The traditional terminologies have therefore made it extremely hard for people to handle the nursing field due to their characteristics such as putrefaction of pre-synchronized idioms into more basic components and the change toward the multi- axial hierarchies. Nursing field is mainly involved with provision of primary care to the young and the elderly. According to Hardiker and Rector (2010), the number of elderly people in the United States is predicted to increase to about 1.9 billion by the year 2050 from 672 million in the year 2005. This indicates that the field will expand and its importance increase with time. Nursing Terminology.
However, the application of NANDA taxonomy in the nursing practice is not with barriers and shortcomings. According to Clancy, Effken and Pesut (2008), agreeing on the most appropriate terminology to use to denote a certain intervention or condition is problematic. For instance, it is very problematic for nurses to agree on whether to use the term ‘pain’ to refer to chronic pain because different nurses accord different meanings and definitions to the terminology. Nursing Terminology.
The other barrier of using NANDA taxonomy in the nursing practice is the challenges involved in arranging terms into hierarchies. This is a problem because there is a mixture of relations that have been applied in the construction of the NANDA taxonomy (Hardiker & Rector, 2010). For instance, ‘chronic pain’ is categorized as ‘pain’ meaning that a relatively straight forward term is used. It is not easier therefore for all nurses across the world to understand the relationship between ‘pain’ and ‘chronic pain’ (Cruze, Pimenta & Lunney, 2009). The larger the number of terms included in any enumerative terminology, the more it becomes difficult to manage. Nursing Terminology.

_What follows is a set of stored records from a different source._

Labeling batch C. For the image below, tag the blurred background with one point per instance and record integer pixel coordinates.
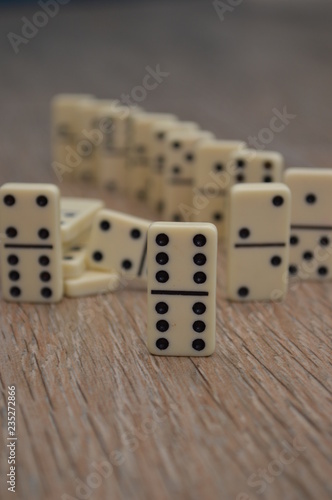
(226, 64)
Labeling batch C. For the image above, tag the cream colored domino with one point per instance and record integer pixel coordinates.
(89, 136)
(30, 243)
(92, 283)
(311, 223)
(118, 243)
(212, 177)
(88, 139)
(179, 174)
(80, 241)
(77, 215)
(158, 137)
(251, 165)
(74, 262)
(112, 152)
(182, 262)
(65, 128)
(258, 243)
(138, 155)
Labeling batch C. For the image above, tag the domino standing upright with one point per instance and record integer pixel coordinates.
(179, 173)
(118, 243)
(77, 215)
(258, 243)
(31, 251)
(138, 154)
(311, 223)
(158, 143)
(65, 127)
(250, 165)
(112, 152)
(212, 179)
(182, 262)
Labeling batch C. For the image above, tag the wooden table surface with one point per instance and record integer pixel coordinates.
(97, 416)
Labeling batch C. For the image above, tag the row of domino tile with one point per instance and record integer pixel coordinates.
(52, 246)
(182, 172)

Anderson, C.A., Keenan, G., & Jones, J. (2009). Using bibliometrics to support your selection of a nursing terminology set. Computers Informatics Nursing, 27(2), 82-90.
Bartlett, R., Bland, A., Rossen, E., Kautz, D., Benfield, S., & Carnevale, C. (2008). Evaluation of the outcome-present state test model as a way to teach clinical reasoning. Journal of Nursing Education, 47(8), 337-344
Bulechek, G. M., Butcher, H., & Dochterman, J. M. (2008). Nursing Interventions Classification (NIC). (5th ed.). St. Louis, MO: Mosby.
Clancy, T. R., Effken, J. A., & Pesut, D. (2008). Applications of complex systems theory in nursing education, research, and practice. Nursing Outlook, 56(5), 248-256.
Cruze, D., Pimenta, C., & Lunney, M. (2009). Improving critical thinking and clinical reasoning with a continuing education course. The Journal of Continuing Education in Nursing, 40(3), 121-127.
Hardiker, N. & Rector, A. (2010). Structural Validation of Nursing Terminologies. Journal of American Medical Information Association, 8(3), 212-221
Park, H. (2010). NANDA-1, NOC, and NIC Linkages in Nursing Care Plans for Hospitalized Patients with Congestive Heart Failure. New York: Sage. Nursing Terminology.